Interview: Seán Walsh, former Kerry and Munster chairman

Former Kerry and Munster chairman Seán Walsh will this Wednesday begin in earnest his three-year role as chairman of the national referees development body.

You were never a referee but you’ve supervised them during your time in Kerry and Munster?

I have been an administrator for a long number of years at county, provincial and national levels. That’s the experience I have. People will automatically think football because the chairman of the referees committee is from Kerry, but this is an administrative role.

We on the committee won’t be refereeing any football or hurling matches but we’ll be making sure the referees that take the field are in the best possible positions to take charge of all the games they are appointed to.

The committee has been rebranded. Where do you hope to make improvements during your term?

We’ll be starting next Wednesday with our first committee meeting. We met with the Uachtarán and the Ard Stiúrthóir last weekend, as did all the committees. Our brief is very varied and there is a lot of scope for a committee that wants to get stuck into the whole refereeing situation from education to recruitment to looking at the rules.

Our main objective is to provide referees with the back-up to do their jobs to the best of their abilities. If there are rules referees believe aren’t implementable or ones that should be introduced to assist them we will consider them and propose changes to the playing rules committee.

Referees have always received bad press but has it reached a dangerous level?

Ulster secretary Danny Murphy was right when he said referees are analysed far more than they were. They’re probably analysed more than players in some instances.

Players can be forgiven easy but does the same go for referees?

That is the big question. Respect is one word the GAA have tried to use in the area of refereeing and players over the last number of years. That’s the word we will be re- emphasising from both sides: from player to referee as well as referee to player.

It has to work both ways. Everybody in the crowd watching the game has their own ideas of how the game should be refereed. There is only one man assigned to do the job. We have to make sure he has everything at his disposal to do an excellent job.

Pat McEnaney spoke about referees taken criticism on the chin when they deserve it. But is there something to be said for referees being protected more when the criticism is excessive?

When the criticism is so excessive that it takes four or five replays of an incident to decide whether it was or wasn’t a free when the referee has to make a decision in an instant I don’t believe that’s fair.

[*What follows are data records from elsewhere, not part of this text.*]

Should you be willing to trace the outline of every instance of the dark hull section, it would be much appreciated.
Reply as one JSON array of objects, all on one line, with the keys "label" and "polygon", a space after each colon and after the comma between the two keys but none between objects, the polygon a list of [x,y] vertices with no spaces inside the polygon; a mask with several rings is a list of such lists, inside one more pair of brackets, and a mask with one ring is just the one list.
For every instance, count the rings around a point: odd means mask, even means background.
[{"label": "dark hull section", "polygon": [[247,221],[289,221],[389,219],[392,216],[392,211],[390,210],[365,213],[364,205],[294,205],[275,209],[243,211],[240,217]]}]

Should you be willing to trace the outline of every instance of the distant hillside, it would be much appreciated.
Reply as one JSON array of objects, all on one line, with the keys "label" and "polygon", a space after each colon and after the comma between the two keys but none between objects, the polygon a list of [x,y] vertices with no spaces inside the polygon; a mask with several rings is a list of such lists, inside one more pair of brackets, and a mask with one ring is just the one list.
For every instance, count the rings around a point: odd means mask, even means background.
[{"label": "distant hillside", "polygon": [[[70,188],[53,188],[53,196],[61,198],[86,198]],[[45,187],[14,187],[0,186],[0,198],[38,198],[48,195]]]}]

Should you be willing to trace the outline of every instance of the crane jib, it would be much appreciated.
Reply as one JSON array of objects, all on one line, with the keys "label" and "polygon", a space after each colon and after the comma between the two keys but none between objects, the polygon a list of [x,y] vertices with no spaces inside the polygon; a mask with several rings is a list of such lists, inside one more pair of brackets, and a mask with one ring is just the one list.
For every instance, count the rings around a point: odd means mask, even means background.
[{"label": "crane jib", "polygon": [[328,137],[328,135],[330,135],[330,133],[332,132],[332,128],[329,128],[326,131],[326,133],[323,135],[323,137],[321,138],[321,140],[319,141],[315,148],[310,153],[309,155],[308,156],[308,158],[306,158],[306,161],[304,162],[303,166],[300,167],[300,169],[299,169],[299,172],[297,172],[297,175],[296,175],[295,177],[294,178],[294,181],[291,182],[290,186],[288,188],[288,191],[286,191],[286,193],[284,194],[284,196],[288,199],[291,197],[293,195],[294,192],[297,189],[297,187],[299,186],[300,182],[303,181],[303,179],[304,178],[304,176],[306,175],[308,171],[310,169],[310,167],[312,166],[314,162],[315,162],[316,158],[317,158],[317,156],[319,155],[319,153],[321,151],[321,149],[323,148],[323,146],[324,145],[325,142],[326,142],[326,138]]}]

If you can’t determine whether it’s a free or not with a first look then you shouldn’t be going back to it. The biggest problem facing refs in football is people in crowds think every foul warrants a black card. That’s the area that needs most attention in the immediate future.

We have to use some mechanism to get it out to people what are black card offences and what are yellow card offences. The public don’t have an understanding of what a black card foul is. They believe there is more than five categories of foul for a black card when there is not.

In terms of the tackle in Gaelic football, can anything be done to clear up what remains a grey area?

The last review of the rules attempted to deal with the tackle as best it could. While we’re clearly trying to define it, it’s not clearly understood by the players.

The best way of clearing up the grey area in relation to the tackle is in proper coaching of the tackle as it is defined. Some inter-county teams do this very well and as a result their free count can be lower.

Can you understand why some football people want the game to be refereed as liberally as hurling?

They are two completely different skill-sets and that’s one of the reasons why they are refereed differently. It would be very wrong if fouls, which are fouls in both games, were judged differently. That can’t happen.

There can be no deviation of that. There is no need for a black card in hurling. I think it’s more of a myth one game is more generously refereed than the other because referees are highly trained in both of our sports.

The skill sets are different and for that reason they have to considered differently by referees.